Fact File: What is Good Friday?

05/04/2023

• What does Good Friday commemorate?
• What happens in churches and cathedrals on Good Friday?
• Where does the name originate?

Good Friday is the most sombre day of the Christian calendar when the crucifixion and death of Jesus is commemorated in churches and cathedrals.
Jesus on the cross in sculpture at Winchester Cathedral Winchester Cathedral

Many congregations take part in a public Walk of Witness before the start of the service to remember that Jesus had to carry his cross through the streets of Jerusalem.

In some areas there will be a Passion Play, a dramatic re-enactment of the Passion (the story of the events leading up to the crucifixion).

Many churches also observe the 'Stations of the Cross' either in their biblical form or the traditional stations, where worshippers move around a series of 'stations' depicting different scenes from the Passion narrative and offer prayers and reflections at each one.

Church services on Good Friday may begin or end at 3pm – the time when Jesus is believed to have died on the cross – and are traditionally stark and bare, marking the solemnity of the occasion.

Some churches will hold a Three Hours' Devotion, a service that lasts for three hours, from midday until 3pm.

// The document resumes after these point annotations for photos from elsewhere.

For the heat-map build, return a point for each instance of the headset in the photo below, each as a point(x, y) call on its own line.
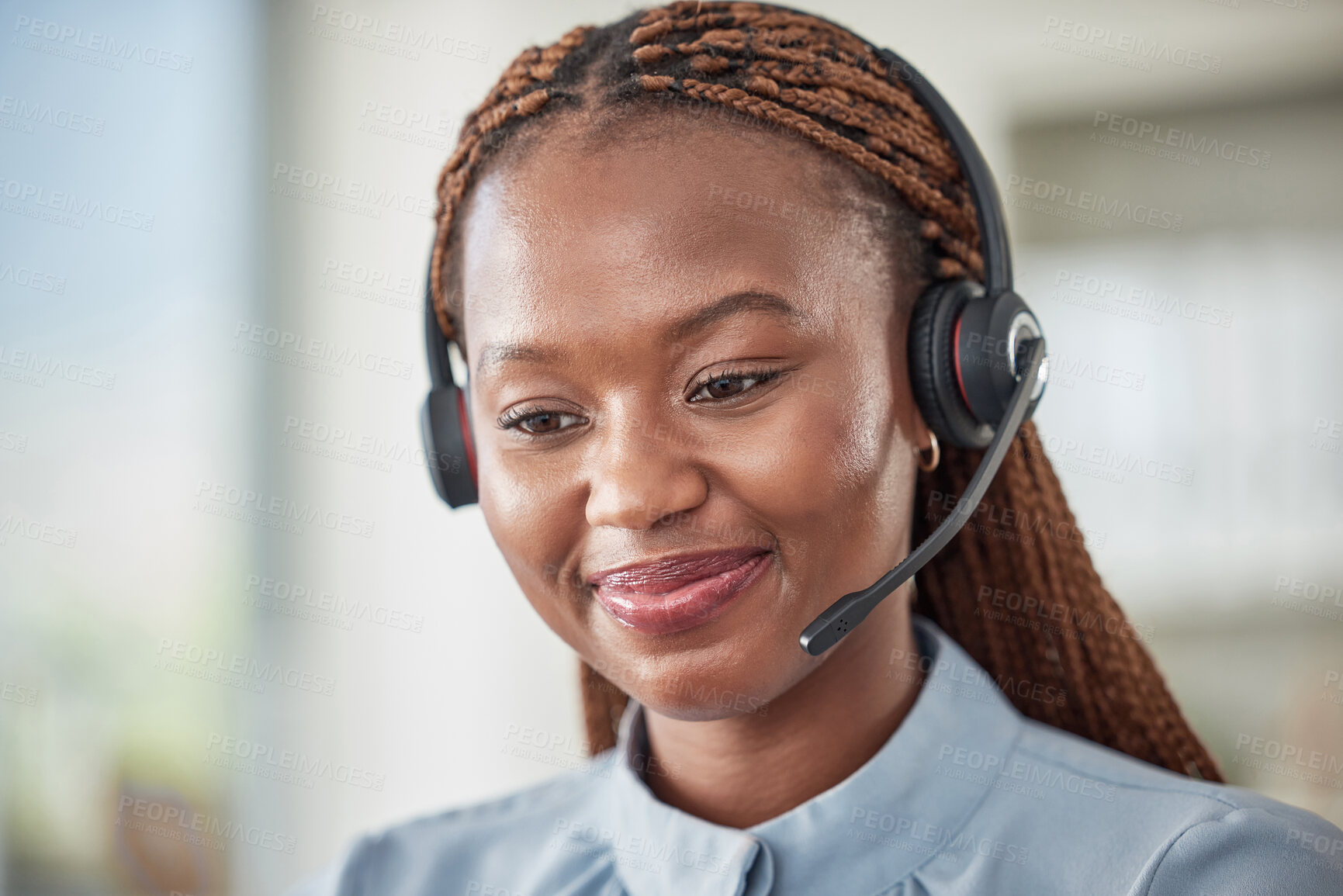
point(977, 367)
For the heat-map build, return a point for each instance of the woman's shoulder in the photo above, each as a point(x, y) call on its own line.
point(1183, 835)
point(473, 848)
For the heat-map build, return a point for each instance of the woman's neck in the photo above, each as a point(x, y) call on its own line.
point(743, 770)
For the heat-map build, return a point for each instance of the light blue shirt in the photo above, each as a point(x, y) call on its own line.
point(966, 797)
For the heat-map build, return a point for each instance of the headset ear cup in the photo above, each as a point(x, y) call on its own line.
point(449, 451)
point(468, 438)
point(933, 365)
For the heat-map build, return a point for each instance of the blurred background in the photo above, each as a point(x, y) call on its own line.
point(226, 586)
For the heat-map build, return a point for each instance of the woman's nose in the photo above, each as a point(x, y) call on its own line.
point(644, 470)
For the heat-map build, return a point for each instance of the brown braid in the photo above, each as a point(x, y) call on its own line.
point(1058, 631)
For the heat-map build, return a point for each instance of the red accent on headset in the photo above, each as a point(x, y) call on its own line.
point(466, 433)
point(955, 359)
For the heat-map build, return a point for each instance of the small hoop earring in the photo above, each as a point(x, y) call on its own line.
point(928, 466)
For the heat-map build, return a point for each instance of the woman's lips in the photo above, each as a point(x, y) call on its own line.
point(679, 593)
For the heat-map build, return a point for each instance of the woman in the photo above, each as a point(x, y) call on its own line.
point(689, 245)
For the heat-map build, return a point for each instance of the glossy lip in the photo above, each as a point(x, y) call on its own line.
point(679, 593)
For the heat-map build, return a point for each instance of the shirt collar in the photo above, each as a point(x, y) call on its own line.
point(863, 835)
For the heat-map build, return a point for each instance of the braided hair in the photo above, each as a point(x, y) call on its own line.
point(1016, 587)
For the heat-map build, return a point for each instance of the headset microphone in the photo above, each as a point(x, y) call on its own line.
point(977, 368)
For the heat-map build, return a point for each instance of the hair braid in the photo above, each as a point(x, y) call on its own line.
point(822, 84)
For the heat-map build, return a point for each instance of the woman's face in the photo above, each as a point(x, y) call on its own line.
point(689, 400)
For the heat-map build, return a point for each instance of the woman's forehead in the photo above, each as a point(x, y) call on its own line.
point(646, 220)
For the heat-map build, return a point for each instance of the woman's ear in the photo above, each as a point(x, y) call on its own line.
point(922, 433)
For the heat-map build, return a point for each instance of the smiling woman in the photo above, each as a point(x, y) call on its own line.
point(694, 425)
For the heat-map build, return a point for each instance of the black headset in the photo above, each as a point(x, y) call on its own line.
point(977, 367)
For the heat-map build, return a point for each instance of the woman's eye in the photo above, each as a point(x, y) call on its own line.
point(725, 386)
point(540, 422)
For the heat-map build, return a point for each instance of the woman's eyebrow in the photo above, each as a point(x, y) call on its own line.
point(727, 306)
point(496, 354)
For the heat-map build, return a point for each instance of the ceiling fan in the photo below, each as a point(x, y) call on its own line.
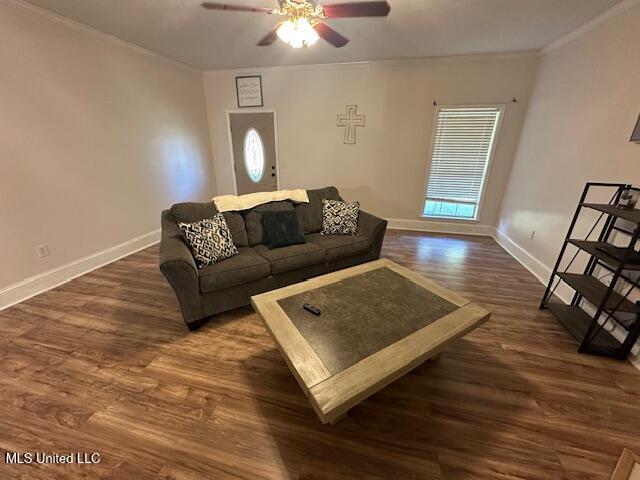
point(304, 22)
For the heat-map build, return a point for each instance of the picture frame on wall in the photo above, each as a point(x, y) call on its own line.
point(249, 91)
point(635, 136)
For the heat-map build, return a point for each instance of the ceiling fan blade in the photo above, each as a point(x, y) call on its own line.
point(235, 8)
point(270, 37)
point(357, 9)
point(330, 35)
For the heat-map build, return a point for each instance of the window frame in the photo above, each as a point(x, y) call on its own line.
point(502, 107)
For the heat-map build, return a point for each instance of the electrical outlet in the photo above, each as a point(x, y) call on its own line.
point(42, 251)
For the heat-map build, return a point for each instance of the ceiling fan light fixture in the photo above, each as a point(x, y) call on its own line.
point(297, 33)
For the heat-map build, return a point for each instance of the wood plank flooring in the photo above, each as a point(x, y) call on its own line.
point(105, 364)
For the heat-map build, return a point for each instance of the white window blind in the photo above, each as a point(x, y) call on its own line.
point(462, 147)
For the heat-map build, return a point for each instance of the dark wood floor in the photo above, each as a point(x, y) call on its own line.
point(105, 364)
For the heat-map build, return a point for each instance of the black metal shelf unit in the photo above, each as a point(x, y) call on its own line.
point(596, 304)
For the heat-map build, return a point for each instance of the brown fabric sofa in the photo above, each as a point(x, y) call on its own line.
point(230, 283)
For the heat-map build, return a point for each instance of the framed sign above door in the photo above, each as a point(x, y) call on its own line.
point(249, 91)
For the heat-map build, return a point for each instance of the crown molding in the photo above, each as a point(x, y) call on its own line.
point(617, 9)
point(401, 62)
point(99, 34)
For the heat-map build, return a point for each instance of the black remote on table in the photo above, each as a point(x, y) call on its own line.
point(310, 308)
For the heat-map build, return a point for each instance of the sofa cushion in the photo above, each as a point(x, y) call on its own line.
point(281, 229)
point(292, 257)
point(243, 268)
point(340, 246)
point(310, 214)
point(253, 219)
point(190, 212)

The service usually involves a series of reflections and prayers, with readings from the Gospels, as well as hymns and musical interludes.

In some churches, the clergy will prostrate themselves at the start of the service after processing in silence to the altar, as a sign of deep reverence for the suffering of Christ.

There will be a reading of the Passion and in some churches there will be a moment when people venerate the cross. Congregations traditionally leave church in silence at the end of the service.

The origins of the name ‘Good Friday’ are not clear. Some sources see its origins in the term ‘God's Friday’.